SOARs act as a collection and analysis hub for threat intelligence, security operations, and incident response data and processes. Intelligence and operations are built on a cyclical relationship. As intelligence dynamically changes, it should affect the decision-making process as a result. The automation and orchestration informed by threat intelligence makes an organisation’s pre-existing technology investments and security team more efficient and effective. Threat intelligence housed in a SOAR, influences decision related to security operations, tactics, and strategy. SOARs help security teams prioritise response, standardise processes, and gain instant access to relevant threat intelligence to improve the speed and accuracy of their detection and response. This makes the security team’s job a lot easier.
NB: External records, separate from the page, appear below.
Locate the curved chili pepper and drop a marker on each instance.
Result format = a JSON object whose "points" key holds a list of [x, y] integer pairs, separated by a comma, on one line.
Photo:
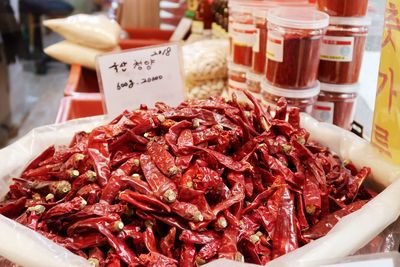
{"points": [[167, 243], [99, 153], [162, 158], [162, 187], [49, 152], [149, 200], [12, 208], [188, 254], [121, 249], [66, 208]]}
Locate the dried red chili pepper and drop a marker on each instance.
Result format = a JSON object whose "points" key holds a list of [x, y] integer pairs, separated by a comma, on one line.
{"points": [[162, 187]]}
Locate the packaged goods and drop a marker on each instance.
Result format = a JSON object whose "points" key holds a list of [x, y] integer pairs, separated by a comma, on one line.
{"points": [[237, 72], [205, 60], [342, 50], [205, 89], [336, 104], [71, 53], [96, 31], [344, 8], [293, 46], [302, 99]]}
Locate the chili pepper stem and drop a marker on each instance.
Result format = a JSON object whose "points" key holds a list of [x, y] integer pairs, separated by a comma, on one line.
{"points": [[94, 262], [169, 196]]}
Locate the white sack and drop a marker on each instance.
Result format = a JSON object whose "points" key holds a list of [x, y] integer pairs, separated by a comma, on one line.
{"points": [[96, 31], [350, 234], [71, 53]]}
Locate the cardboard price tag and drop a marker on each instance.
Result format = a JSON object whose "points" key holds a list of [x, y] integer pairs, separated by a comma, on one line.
{"points": [[140, 76]]}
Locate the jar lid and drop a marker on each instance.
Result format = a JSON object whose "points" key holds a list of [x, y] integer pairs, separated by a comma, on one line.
{"points": [[350, 21], [298, 17], [237, 85], [236, 67], [254, 76], [340, 88], [291, 93]]}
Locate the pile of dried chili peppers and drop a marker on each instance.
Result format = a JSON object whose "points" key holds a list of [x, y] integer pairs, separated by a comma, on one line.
{"points": [[184, 186]]}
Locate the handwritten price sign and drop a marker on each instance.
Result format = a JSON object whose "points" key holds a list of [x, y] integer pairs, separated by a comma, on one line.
{"points": [[141, 76]]}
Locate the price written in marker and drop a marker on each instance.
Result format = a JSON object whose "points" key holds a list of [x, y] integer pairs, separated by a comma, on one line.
{"points": [[140, 76]]}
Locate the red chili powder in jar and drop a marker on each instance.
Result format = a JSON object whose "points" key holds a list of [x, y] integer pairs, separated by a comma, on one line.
{"points": [[342, 50], [336, 104], [260, 42], [344, 8], [303, 99], [293, 46]]}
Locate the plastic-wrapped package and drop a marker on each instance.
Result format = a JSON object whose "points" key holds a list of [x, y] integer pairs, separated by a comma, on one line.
{"points": [[96, 31], [205, 60], [28, 248], [71, 53], [205, 89]]}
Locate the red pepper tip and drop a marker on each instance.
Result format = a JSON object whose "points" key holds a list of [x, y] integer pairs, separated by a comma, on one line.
{"points": [[169, 196], [94, 262]]}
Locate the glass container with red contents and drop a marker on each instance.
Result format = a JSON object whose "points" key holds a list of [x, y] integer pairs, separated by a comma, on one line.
{"points": [[336, 104], [344, 8], [303, 99], [260, 41], [342, 50], [242, 33], [293, 46], [237, 72], [253, 81]]}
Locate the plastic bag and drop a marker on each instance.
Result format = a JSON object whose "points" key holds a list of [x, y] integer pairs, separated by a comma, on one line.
{"points": [[23, 246], [205, 60], [71, 53], [96, 31]]}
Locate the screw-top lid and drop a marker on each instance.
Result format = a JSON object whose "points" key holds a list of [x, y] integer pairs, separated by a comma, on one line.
{"points": [[298, 18], [350, 21], [290, 93], [340, 88], [254, 76]]}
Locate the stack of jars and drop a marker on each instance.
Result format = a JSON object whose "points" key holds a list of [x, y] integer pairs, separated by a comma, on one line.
{"points": [[340, 60], [294, 40], [248, 42]]}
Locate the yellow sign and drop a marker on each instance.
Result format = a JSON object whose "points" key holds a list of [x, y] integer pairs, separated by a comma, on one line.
{"points": [[386, 127]]}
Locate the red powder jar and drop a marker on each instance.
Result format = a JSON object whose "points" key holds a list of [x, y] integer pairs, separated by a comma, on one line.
{"points": [[336, 104], [342, 50], [303, 99], [237, 73], [293, 46], [237, 88], [242, 32], [253, 81], [260, 41], [344, 8]]}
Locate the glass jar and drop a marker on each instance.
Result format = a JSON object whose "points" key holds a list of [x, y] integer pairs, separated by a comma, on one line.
{"points": [[303, 99], [344, 8], [242, 33], [253, 81], [237, 73], [260, 41], [336, 104], [293, 46], [342, 50]]}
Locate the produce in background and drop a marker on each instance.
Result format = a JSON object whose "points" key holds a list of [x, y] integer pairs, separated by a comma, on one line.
{"points": [[205, 68], [208, 179]]}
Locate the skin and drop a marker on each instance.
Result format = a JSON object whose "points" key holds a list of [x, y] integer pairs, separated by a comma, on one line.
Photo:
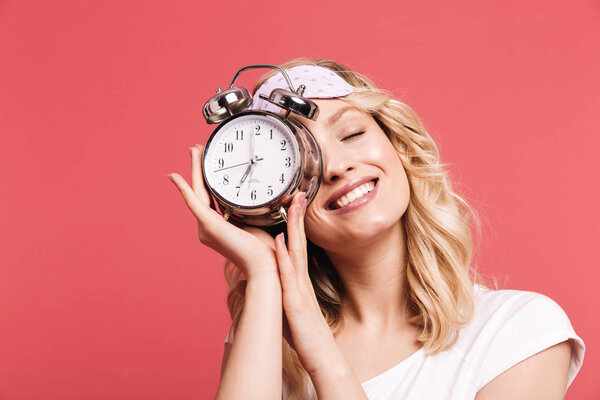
{"points": [[367, 248]]}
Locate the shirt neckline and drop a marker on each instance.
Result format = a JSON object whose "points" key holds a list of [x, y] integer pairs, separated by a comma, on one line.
{"points": [[390, 371]]}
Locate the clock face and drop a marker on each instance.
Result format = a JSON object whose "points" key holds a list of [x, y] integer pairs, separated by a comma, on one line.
{"points": [[251, 160]]}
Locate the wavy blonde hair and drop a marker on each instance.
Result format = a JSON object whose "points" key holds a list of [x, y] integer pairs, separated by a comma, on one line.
{"points": [[440, 249]]}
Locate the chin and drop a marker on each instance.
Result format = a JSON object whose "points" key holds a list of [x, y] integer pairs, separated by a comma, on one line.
{"points": [[357, 233]]}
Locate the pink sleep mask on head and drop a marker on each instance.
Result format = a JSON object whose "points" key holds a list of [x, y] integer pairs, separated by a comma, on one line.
{"points": [[320, 82]]}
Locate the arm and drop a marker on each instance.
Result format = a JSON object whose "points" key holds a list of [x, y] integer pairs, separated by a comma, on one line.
{"points": [[541, 376], [252, 367]]}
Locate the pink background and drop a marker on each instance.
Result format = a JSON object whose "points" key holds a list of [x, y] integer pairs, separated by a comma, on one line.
{"points": [[105, 291]]}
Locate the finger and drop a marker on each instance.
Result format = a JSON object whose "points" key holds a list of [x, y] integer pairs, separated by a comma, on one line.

Providing a knowledge-management solution that automates manual processes optimises lean teams, creates efficiency, and frees up team members to focus on doing the job they were hired to do, and the job they enjoy doing. It also gives the managers visibility into the output of their team to coach and train them in a meaningful way. The most impactful development happens not through formal programmes but smaller moments that occur within the workplace: on-the-job learning opportunities that are wholeheartedly catered to the worker’s unique needs and challenges.

Don’t forget about culture

Ultimately, the most crucial factor of retention is culture. Specifically, a culture that consists of empowerment, career growth and development, integrity, and collaboration. The stronger the mix of these ingredients the more productive the team becomes. SOARs do some of the dirty work in enabling these elements to blossom. They are a workbench for security teams to create step-by-step, dynamic workflows around best practices, collaboration during analysis or investigations, and visibility into data, teams and their processes so tailored training and coaching can be provided. Technology alone will not solve this problem, but it can be a helpful partner in developing team satisfaction and thus improving retention.